MONTREAL -- Fear of the coronavirus has lead officials to seal their ports to the Norwegian Jewel, a cruise ship carrying hundreds of Canadians who are unsure when they'll be allowed to disembark and what their government is doing to get them home.
Two of those Canadians are from Brossard on Montreal's South Shore. Michal and Izabella Zaczkiewicz boarded the ship in Australia in February, expecting a few weeks of relaxation, cruising among Pacific islands.
At that time, few worried about the spread of a new virus in China that was beginning to seep to other countries. Cases appeared in Iran then Italy. The cruise, meanwhile, traversed the South Pacific, its occupants unaware of the brewing global crisis.
Travellers continued to spread the virus, and in recent days and weeks, schools closed, sports leagues shut down, businesses shuttered, and in North America, like Europe and China, people began to die.
Aboard the ship, passengers are mostly unaware of the state the world is in, according to Marc Aoun, the Zaczkiewicz's son-in-law.
The Norwegian Jewel arrived in Fiji on March 10. It was the last time the Zaczkiewiczs went to shore.
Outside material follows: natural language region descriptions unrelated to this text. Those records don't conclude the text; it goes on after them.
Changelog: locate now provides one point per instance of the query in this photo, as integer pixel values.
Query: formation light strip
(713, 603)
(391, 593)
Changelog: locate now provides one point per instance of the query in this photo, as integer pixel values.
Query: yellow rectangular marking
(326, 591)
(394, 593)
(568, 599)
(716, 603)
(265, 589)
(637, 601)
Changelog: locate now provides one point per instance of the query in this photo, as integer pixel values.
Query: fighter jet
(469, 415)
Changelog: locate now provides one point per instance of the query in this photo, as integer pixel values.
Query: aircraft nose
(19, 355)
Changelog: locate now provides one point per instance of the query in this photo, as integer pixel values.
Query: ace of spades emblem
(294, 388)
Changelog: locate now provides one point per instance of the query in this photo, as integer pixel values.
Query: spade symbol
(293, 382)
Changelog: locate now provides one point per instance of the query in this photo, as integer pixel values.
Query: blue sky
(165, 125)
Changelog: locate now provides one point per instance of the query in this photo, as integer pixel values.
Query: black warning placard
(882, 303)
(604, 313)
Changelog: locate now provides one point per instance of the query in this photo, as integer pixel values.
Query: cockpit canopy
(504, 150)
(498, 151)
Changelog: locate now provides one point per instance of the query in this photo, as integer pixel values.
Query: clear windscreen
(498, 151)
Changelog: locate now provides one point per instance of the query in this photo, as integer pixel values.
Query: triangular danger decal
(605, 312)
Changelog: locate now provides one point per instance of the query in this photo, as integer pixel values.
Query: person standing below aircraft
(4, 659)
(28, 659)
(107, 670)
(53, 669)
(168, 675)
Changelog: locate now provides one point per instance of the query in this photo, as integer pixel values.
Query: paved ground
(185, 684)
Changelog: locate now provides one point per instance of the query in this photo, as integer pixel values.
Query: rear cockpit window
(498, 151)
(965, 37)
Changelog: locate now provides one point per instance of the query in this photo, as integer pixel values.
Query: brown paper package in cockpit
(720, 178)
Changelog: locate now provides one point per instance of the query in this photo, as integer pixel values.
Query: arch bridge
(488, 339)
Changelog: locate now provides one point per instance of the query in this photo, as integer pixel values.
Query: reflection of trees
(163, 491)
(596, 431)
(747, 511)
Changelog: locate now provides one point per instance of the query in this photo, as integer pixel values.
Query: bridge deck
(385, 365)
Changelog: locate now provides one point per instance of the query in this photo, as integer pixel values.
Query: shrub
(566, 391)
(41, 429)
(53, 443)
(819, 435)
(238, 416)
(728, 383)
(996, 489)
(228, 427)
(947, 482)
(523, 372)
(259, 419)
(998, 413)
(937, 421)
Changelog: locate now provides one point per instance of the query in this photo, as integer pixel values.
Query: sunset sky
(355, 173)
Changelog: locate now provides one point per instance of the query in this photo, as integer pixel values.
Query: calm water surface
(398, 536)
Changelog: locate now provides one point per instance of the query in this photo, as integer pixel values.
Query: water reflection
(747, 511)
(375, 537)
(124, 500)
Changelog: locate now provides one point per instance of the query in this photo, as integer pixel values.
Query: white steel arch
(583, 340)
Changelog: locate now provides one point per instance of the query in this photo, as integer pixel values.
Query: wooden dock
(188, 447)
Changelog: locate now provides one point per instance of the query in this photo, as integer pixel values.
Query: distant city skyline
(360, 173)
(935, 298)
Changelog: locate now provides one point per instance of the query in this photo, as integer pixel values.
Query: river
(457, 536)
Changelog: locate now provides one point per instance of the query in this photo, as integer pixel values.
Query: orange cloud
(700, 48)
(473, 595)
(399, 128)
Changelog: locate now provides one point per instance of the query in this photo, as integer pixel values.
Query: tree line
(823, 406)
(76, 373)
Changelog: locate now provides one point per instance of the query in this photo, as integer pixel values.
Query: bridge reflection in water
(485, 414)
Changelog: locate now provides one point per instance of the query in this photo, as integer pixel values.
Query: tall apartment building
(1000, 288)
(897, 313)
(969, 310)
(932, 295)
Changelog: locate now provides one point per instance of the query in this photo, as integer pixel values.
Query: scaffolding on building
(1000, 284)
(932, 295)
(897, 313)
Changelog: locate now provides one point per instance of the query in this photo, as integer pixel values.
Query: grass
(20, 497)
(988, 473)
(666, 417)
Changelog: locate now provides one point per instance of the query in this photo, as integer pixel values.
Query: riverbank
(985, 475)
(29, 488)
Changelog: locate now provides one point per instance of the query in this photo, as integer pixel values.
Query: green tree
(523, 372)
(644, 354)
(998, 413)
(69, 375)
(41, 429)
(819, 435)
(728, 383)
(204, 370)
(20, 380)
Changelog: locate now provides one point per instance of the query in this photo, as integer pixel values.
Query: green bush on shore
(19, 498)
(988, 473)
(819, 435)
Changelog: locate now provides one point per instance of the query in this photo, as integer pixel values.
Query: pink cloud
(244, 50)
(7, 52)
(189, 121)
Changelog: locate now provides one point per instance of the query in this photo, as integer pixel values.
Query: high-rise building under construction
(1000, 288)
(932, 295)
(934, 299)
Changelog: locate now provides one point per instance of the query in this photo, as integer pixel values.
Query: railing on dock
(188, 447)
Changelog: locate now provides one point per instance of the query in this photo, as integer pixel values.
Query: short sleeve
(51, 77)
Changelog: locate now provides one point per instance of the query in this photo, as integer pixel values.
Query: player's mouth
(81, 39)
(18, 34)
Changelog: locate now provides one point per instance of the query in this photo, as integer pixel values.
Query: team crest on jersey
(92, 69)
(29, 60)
They were scheduled to fly home at their next stop, French Polynesia, but, fearing the virus, officials kept passengers on the ship.
World health authorities have been concerned that cruise ships ease the spread of the virus. One ship, the Diamond Princess, remained moored in Yokohama Japan in early February for more than two weeks. But the quarantine was ineffective; the virus spread onboard. When another ship, the Grand Princess, docked in California earlier this month carrying infected passengers, officials had learned their lesson. Passengers disembarked and were whisked away to spend time in quarantine in their respective countries.
Aoun wants the Canadian government to act as it did with the passengers aboard the Grand Princess. "Treat them with the same amount of fairness as others who have been in that situation," he said in a Thursday Skype interview.
There have been no cases of COVID-19 aboard the Jewel, he said. It has so far been turned away by Fiji, New Zealand and, most recently, Hawaii. But passengers on the ship think they'll be allowed to disembark in Honolulu. They're wrong. Hawaiian state officials have denied access to the ship.
Aoun communicates with his inlaws via email -- when they have it. Wifi access for passengers is fleeting. The captain will make announcements over the loudspeaker, telling them they'll be allowed to disembark and fly home; passengers will buy tickets on the cruise's computers. Some passengers have maxed out credit cards buying tickets for flights they haven't been able to take, Aoun said.
When the captain comes over the loudspeaker once more, Aoun explained, telling passengers that, in fact, they won't be able to disembark at yet another port, the mood shifts from hopeful to gloomy.
Aoun isn't worried about the virus. In a few days' time, it will have been two weeks since the last time anyone on the ship left it. Nobody has symptoms, he said, meaning that the ship has effectively been quarantined.
He is, however, worried about a lack of medication. Many of the passengers are ageing. His father-in-law is 74, his mother-in-law, 68. They have about five days of necessary medication left, Aoun reckons.
The families of the 347 Canadians stuck aboard the ship have been organizing, putting pressure on their MPs and sending emails to the minister of foreign affairs. Responses have been generic and haven't seemed to grasp the urgency of the situation, Aoun said, and time is running out.
After Hawaii denied the ship access, Aoun isn't sure what its next move is. His inlaws still think they'll be allowed to disembark. They don't know that Hawaiian state officials have released a statement saying: "Presently, all state resources are focused and directed towards containing the spread of COVID-19. Allowing more than 2,500 passengers and crew to disembark will further strain these resources."
Aoun doesn't know where they're going next.
With files from CTV Montreal's Angela Mackenzie.